The same law authorized the FERC to create mandatory standards for reliability of the power-transmission grid. After serious lobbying efforts, it appointed the North American Electric Reliability Council (NERC) as the new Electric Reliability Organization (ERO). Previously, NERC was an association of participating utilities and produced only voluntary standards. Now, the current 115 standards became lawfully enforceable when they were accepted by FERC. One standard requires that utilities put computer firewall protection around all of the 140 network control centers throughout the United States. Another requires them to have enough generation online to meet all power demands in real time. Utilities with violations can be assessed heavy financial penalties, from $1,000 to $1 million per day, but many feel that is unfair and subject to capricious motives of the leaders in power so that they could appeal to courts for redress.
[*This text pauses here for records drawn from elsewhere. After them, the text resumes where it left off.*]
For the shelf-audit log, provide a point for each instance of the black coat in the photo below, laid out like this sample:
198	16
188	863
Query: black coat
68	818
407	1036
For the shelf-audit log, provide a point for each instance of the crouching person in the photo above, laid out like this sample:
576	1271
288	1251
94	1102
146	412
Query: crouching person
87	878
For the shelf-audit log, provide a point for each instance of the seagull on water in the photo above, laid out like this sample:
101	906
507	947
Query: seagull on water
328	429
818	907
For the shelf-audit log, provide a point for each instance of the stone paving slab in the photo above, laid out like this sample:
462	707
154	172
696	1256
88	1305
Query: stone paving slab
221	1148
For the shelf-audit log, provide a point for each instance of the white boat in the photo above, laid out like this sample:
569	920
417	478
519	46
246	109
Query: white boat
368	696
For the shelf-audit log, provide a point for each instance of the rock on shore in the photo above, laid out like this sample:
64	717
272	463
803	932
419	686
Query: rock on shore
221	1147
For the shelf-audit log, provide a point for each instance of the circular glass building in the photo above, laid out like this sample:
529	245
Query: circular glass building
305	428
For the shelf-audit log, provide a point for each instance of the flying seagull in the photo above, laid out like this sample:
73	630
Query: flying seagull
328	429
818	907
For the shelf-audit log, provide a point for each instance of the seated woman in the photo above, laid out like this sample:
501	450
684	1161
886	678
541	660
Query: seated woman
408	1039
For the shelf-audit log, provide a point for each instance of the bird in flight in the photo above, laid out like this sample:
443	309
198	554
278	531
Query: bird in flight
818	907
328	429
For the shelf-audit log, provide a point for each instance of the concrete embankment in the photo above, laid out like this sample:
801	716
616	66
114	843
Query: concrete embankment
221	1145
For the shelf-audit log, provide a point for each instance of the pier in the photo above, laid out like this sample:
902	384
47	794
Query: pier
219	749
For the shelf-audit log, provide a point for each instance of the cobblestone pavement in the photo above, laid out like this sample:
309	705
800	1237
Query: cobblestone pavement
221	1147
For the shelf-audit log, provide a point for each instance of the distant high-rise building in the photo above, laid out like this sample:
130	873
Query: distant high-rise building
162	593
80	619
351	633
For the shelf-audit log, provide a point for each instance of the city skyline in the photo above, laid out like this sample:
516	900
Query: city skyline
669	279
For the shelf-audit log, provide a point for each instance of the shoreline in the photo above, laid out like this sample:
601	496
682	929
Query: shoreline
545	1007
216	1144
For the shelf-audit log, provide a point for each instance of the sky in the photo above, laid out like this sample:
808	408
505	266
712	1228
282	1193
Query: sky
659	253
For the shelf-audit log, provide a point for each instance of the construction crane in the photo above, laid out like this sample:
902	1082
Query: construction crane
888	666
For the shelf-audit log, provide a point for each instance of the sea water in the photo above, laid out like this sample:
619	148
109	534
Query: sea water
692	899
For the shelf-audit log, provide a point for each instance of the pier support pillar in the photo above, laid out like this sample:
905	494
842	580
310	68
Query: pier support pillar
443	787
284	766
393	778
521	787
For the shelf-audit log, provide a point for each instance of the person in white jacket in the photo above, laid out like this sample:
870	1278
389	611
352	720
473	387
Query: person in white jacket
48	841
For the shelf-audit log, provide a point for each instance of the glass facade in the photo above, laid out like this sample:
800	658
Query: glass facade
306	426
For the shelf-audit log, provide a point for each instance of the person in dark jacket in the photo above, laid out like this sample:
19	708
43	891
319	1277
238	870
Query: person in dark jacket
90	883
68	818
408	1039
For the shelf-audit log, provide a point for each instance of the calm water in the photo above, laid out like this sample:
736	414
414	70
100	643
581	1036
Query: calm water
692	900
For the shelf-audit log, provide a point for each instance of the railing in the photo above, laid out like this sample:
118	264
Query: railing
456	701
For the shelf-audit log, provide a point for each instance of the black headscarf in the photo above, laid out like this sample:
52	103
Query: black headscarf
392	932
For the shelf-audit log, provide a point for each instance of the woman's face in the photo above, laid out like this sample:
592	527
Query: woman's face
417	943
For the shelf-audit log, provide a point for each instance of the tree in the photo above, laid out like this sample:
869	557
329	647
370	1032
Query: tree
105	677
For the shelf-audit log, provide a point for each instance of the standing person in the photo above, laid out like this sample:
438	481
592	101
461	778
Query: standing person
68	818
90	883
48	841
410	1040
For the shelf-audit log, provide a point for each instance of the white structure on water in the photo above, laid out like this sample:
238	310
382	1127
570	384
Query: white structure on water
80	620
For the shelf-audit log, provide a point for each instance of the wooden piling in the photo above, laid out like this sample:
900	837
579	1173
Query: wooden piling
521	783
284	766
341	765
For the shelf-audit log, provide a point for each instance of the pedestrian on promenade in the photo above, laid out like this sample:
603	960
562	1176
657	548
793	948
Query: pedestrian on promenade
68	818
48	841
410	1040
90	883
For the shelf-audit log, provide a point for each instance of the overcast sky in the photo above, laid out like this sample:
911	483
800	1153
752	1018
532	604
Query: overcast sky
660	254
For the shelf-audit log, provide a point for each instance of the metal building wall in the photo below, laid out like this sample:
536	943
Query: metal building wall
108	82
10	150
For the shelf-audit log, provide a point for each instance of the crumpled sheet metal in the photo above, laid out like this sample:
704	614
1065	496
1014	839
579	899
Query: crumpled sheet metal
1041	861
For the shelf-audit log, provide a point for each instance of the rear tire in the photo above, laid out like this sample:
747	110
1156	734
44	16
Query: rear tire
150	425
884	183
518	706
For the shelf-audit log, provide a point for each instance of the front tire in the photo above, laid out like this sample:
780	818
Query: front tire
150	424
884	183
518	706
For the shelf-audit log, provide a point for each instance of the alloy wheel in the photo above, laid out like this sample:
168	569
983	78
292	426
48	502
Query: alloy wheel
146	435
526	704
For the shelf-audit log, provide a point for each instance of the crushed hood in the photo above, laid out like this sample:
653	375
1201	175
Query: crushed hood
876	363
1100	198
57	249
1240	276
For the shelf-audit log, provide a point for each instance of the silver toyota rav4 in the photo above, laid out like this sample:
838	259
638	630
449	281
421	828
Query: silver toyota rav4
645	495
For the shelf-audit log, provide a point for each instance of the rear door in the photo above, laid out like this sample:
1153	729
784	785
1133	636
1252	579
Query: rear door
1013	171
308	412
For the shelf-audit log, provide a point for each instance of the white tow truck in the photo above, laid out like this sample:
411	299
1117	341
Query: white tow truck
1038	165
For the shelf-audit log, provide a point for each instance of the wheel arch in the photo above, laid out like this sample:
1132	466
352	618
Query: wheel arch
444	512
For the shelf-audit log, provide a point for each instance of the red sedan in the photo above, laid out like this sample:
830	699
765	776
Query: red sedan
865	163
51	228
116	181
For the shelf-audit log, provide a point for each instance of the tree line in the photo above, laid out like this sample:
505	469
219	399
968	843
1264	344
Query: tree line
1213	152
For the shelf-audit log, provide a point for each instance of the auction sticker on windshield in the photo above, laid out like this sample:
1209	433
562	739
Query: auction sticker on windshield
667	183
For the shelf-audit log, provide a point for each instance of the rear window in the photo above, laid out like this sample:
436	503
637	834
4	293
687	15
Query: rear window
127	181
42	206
The EPA and FERC are but two of more than 100 independent commissions and agencies that have grown over the years to become a special branch of the federal government subject to the call of the President. Once created and funded by a line item in the federal budget, they take on a life of their own without any sunset provisions and so exist in perpetuity - forever. In the case of electricity, there must exist a constant closed loop from the generator to each and every utilization device and back again. The operations of such loops are governed by Kirchoff’s laws; apparently, they are not well-known by the regulators who are not engineers. Requirements for utility business operations required by regulators that are not based on these laws can be harmful to your bottom line through excessive costs, poor reliability, and catastrophic failures. The results now include a wide range of policies from state to state, while the “feds” want to aggregate the dozens of power grids into one seamless system: problematic at least and catastrophic at worst. (If you are inclined and have the required math background, there is an excellent electrical engineering primer posted by Bucknell University.

So, back to my original statement about emerging energy regulations and how they will affect your bottom line: How can you participate more actively and effectively in this process? What role does membership in your professional associations play toward helping your energy bottom line? If it is true that people won’t change until it hurts too much not to, what is your threshold for pain needed to take action? As someone once said, there are people who make things happen, people who watch things happen, and people who don’t know what is happening. P.T. Barnum, circus mogul, said there is a sucker born every minute. Someone is counting on it, but it does not have to be you.